Two very granular points:
1. CMU is far superior to CWRU in engineering and computer sciences. And yes, there is a lot of spin off money there.
2. The Cleveland Clinic was a classic slumlord, driving down prices on the east side generally to acquire an enormous campus.
I'd be more impressed with the health line is it was part of an integrative system or system-think --as you have often identified. But is mostly a shiny thing.
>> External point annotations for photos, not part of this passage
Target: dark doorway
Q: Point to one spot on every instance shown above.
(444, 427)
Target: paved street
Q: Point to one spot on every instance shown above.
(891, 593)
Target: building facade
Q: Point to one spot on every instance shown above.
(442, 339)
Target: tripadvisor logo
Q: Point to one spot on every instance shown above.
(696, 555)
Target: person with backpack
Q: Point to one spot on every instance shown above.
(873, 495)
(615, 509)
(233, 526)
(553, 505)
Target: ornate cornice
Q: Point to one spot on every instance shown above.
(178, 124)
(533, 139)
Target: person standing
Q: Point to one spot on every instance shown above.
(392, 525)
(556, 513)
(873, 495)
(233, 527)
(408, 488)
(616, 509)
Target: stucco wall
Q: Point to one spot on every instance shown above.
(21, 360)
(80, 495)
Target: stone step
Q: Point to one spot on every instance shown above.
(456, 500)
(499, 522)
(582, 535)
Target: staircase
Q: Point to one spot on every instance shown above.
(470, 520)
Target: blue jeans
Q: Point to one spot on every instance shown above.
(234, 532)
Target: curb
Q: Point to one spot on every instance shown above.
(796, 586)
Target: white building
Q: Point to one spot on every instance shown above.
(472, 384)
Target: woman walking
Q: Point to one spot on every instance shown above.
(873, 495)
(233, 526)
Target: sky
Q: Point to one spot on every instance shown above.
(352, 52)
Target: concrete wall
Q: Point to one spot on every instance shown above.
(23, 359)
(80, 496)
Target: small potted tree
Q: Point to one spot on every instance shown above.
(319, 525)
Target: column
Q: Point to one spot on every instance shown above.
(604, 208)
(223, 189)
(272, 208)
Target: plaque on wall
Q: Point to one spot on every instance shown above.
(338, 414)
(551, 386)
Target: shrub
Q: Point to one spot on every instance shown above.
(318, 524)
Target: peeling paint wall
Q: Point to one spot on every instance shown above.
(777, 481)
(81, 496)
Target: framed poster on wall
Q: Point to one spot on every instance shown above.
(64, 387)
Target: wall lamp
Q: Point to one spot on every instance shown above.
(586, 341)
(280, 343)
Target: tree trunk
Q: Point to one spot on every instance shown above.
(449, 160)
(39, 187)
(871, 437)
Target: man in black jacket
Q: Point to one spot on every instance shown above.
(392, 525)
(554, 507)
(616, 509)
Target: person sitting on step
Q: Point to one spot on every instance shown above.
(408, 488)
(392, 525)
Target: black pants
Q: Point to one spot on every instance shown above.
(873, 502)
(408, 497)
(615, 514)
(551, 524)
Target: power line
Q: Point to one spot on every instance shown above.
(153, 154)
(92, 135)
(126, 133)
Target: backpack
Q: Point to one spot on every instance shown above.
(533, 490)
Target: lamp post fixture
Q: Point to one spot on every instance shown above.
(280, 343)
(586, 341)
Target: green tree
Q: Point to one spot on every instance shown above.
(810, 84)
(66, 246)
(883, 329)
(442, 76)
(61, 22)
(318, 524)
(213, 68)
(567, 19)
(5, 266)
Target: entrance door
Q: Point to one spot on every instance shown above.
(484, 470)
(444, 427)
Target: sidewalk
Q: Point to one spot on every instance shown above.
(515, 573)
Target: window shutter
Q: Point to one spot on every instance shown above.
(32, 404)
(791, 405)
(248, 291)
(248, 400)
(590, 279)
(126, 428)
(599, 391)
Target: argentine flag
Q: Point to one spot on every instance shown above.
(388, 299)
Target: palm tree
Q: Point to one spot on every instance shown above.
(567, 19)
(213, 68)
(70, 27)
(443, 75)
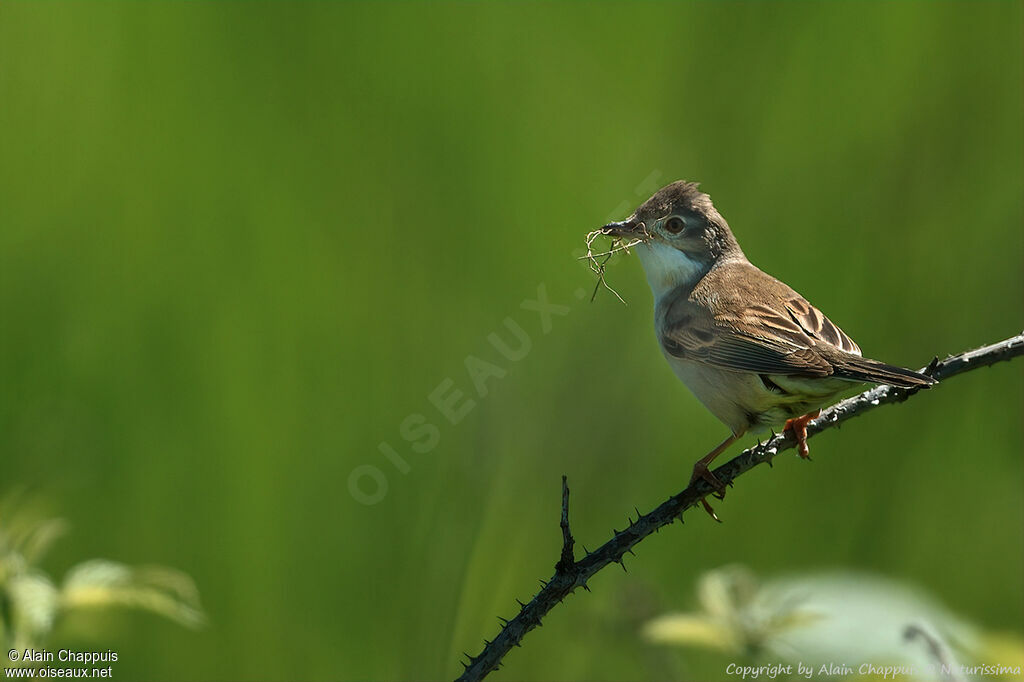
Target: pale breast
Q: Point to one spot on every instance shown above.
(747, 401)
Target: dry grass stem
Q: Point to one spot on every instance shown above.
(599, 266)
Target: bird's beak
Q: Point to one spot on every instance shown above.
(628, 227)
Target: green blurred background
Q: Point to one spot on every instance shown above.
(241, 243)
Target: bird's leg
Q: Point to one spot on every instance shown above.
(700, 471)
(799, 428)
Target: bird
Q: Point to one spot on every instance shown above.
(756, 353)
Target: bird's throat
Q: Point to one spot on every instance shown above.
(668, 268)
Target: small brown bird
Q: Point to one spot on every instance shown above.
(753, 350)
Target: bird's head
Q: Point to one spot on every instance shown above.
(681, 236)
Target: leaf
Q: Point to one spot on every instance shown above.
(102, 584)
(692, 630)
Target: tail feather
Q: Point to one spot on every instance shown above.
(864, 369)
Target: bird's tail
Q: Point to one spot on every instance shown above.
(864, 369)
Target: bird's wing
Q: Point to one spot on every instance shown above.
(742, 320)
(775, 346)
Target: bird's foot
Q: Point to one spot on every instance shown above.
(799, 428)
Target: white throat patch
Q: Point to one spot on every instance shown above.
(667, 267)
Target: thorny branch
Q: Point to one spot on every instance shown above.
(570, 573)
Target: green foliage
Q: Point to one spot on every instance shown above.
(241, 244)
(33, 604)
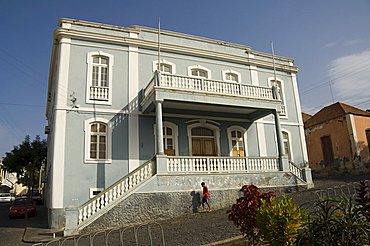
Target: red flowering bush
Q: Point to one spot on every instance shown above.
(243, 212)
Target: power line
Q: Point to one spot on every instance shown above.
(21, 104)
(321, 84)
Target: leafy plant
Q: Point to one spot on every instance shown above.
(336, 222)
(363, 199)
(243, 212)
(279, 221)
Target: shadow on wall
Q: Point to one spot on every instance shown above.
(195, 201)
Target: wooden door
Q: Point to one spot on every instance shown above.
(203, 147)
(327, 150)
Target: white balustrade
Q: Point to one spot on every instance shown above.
(192, 164)
(99, 93)
(213, 86)
(296, 170)
(115, 191)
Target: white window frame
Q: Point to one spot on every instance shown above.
(91, 190)
(225, 72)
(173, 66)
(204, 124)
(175, 131)
(87, 158)
(282, 90)
(89, 61)
(199, 67)
(244, 132)
(289, 144)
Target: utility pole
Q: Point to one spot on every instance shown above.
(331, 92)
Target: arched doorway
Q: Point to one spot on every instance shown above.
(203, 141)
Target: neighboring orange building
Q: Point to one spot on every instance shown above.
(338, 134)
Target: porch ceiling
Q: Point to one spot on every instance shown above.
(213, 110)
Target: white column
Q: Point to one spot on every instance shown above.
(279, 138)
(159, 130)
(133, 117)
(352, 133)
(59, 129)
(299, 116)
(261, 137)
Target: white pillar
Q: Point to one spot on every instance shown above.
(133, 116)
(158, 113)
(59, 129)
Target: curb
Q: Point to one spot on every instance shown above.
(221, 242)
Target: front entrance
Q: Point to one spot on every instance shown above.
(203, 142)
(327, 149)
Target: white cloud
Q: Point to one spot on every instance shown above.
(350, 77)
(346, 43)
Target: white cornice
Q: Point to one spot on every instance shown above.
(179, 49)
(137, 29)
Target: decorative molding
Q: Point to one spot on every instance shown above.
(209, 76)
(282, 89)
(172, 48)
(203, 123)
(89, 57)
(224, 72)
(254, 75)
(87, 123)
(173, 66)
(244, 131)
(289, 142)
(261, 137)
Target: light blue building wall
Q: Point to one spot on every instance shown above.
(131, 59)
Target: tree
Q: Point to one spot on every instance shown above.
(26, 160)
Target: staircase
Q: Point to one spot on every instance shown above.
(104, 201)
(105, 209)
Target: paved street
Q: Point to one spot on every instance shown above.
(11, 231)
(199, 229)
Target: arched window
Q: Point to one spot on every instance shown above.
(170, 138)
(98, 141)
(97, 145)
(237, 141)
(199, 71)
(231, 76)
(286, 142)
(367, 132)
(168, 141)
(99, 78)
(204, 138)
(166, 67)
(100, 71)
(280, 91)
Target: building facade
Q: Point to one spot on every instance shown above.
(338, 136)
(125, 120)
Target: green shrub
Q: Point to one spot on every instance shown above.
(336, 222)
(243, 212)
(279, 221)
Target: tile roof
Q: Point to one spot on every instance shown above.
(334, 111)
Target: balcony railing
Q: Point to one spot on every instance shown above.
(210, 86)
(200, 164)
(99, 93)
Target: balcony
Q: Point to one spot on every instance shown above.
(214, 164)
(189, 90)
(99, 93)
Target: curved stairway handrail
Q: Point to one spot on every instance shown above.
(297, 171)
(115, 191)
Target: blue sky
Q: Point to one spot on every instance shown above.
(329, 40)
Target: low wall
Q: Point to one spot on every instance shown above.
(170, 196)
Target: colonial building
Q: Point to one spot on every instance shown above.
(338, 136)
(132, 131)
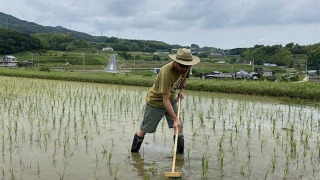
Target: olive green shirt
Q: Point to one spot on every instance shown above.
(167, 81)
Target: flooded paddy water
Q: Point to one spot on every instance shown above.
(70, 130)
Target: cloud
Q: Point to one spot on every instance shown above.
(186, 20)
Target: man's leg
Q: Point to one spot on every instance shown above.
(151, 119)
(137, 141)
(180, 144)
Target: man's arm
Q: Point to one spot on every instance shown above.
(182, 89)
(169, 108)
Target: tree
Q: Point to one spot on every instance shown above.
(313, 58)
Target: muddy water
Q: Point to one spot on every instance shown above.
(69, 130)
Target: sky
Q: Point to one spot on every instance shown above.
(223, 24)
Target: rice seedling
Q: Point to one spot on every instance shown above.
(78, 121)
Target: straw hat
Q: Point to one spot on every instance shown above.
(185, 57)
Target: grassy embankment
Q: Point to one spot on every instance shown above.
(310, 91)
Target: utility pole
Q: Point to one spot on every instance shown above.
(83, 59)
(134, 63)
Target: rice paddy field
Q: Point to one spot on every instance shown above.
(70, 130)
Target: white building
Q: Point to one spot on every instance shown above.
(9, 61)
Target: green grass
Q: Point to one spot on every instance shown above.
(309, 91)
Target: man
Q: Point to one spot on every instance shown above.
(161, 99)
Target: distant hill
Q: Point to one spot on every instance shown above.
(13, 23)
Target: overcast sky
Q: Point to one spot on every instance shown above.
(214, 23)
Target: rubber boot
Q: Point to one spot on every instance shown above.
(180, 145)
(136, 143)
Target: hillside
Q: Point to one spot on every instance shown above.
(13, 23)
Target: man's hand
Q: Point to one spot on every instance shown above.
(181, 94)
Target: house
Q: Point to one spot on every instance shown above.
(267, 73)
(9, 61)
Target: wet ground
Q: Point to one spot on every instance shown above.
(70, 130)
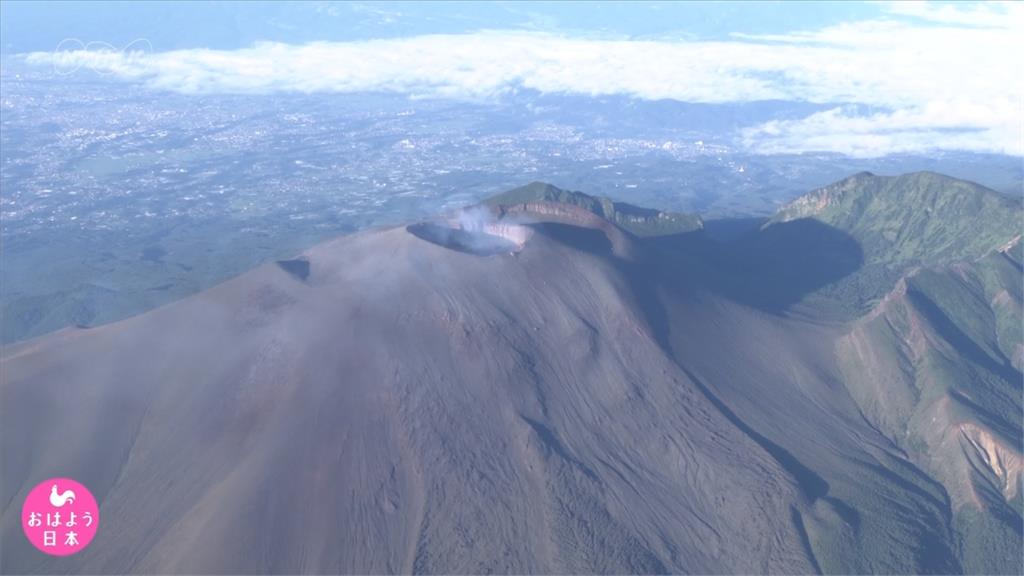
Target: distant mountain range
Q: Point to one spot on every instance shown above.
(554, 382)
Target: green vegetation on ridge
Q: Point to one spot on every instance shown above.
(640, 221)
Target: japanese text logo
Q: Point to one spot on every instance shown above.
(59, 517)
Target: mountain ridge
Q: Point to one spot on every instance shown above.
(577, 401)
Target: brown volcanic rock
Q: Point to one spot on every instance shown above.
(406, 408)
(586, 402)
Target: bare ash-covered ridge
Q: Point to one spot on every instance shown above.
(525, 387)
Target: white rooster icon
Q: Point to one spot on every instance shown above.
(59, 499)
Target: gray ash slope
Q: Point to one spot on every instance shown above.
(585, 402)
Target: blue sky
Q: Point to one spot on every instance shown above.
(41, 26)
(889, 77)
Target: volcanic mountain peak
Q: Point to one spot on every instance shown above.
(922, 217)
(637, 220)
(392, 402)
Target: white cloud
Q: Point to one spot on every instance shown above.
(947, 77)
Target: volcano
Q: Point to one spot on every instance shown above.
(545, 389)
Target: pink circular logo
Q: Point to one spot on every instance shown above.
(59, 517)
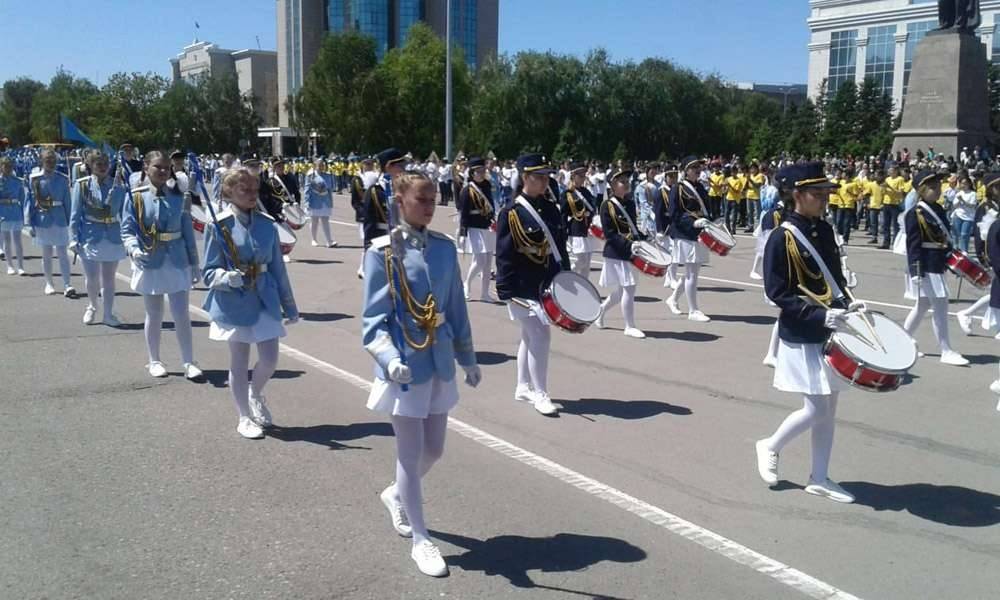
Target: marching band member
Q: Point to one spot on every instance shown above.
(805, 255)
(95, 234)
(578, 208)
(621, 234)
(47, 214)
(687, 219)
(477, 214)
(531, 250)
(11, 215)
(319, 199)
(416, 268)
(248, 292)
(159, 238)
(927, 246)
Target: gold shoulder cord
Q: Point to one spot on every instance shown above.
(538, 251)
(425, 314)
(802, 271)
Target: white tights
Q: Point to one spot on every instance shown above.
(182, 324)
(12, 242)
(939, 319)
(100, 279)
(315, 223)
(533, 355)
(819, 414)
(239, 362)
(480, 266)
(419, 444)
(64, 269)
(625, 295)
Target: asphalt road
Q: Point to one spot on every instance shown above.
(116, 485)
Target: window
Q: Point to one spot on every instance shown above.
(843, 53)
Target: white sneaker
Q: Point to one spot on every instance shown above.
(157, 369)
(829, 489)
(953, 358)
(396, 513)
(543, 404)
(192, 371)
(767, 463)
(259, 411)
(698, 317)
(428, 559)
(248, 429)
(964, 322)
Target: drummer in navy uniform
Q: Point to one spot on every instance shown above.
(928, 245)
(477, 223)
(531, 250)
(621, 237)
(792, 261)
(578, 209)
(688, 216)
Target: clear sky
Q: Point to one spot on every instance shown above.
(742, 40)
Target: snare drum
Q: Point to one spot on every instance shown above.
(286, 239)
(199, 217)
(571, 302)
(969, 269)
(294, 216)
(717, 239)
(874, 363)
(650, 260)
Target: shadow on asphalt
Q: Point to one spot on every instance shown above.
(621, 409)
(946, 504)
(332, 436)
(512, 556)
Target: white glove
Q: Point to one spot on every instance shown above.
(473, 375)
(399, 372)
(835, 318)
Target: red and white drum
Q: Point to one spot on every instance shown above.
(969, 269)
(650, 260)
(717, 239)
(286, 239)
(873, 359)
(294, 216)
(199, 218)
(571, 302)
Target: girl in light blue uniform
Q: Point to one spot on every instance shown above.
(47, 214)
(248, 292)
(159, 238)
(96, 235)
(11, 215)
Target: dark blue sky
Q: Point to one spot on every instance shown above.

And this is the problem with best practices. Far too often it just turns into imitation rather than trying to understand the process that got it there. So you've got to ho have that, but you need another axis (your Big Hairy Project) where you can look for real transformation.
(as they say in the place where they teach MBAs, just draw a box).
Battle is an interesting model, but I'm guessing the biggest chunk of their revenue is just running national labs.
And cleveland is poor. I remember calculating at some point in 1995 that the entire tax base of the city was smaller than NW DC. Much smaller. Even today it is about the same size as the Arlington County budget.
Yes about Battelle I think. It's no Fraunhofer.
2. And excellent point about Cleveland's abject poverty.
3. I don't know enough about CC's history but I did know about CMU versus CWRU.
4. I hadn't thought of this but the Mellons were early venture capitalists. Although in his book Richard Florida said Pittsburgh was lagging c. 2000. Obviously it's since recovered.
At the NTHP conference in Pittsburgh the director of the Pittsburgh History Center did a brilliant presentation including a video on the city's more than 200 year history of innovation.
Still you had Gunds, banks, Peter Lewis. But the Ratners and Rockefellers moved on? (Do you remember the Firest City stores? There were some in Greater Detroit.)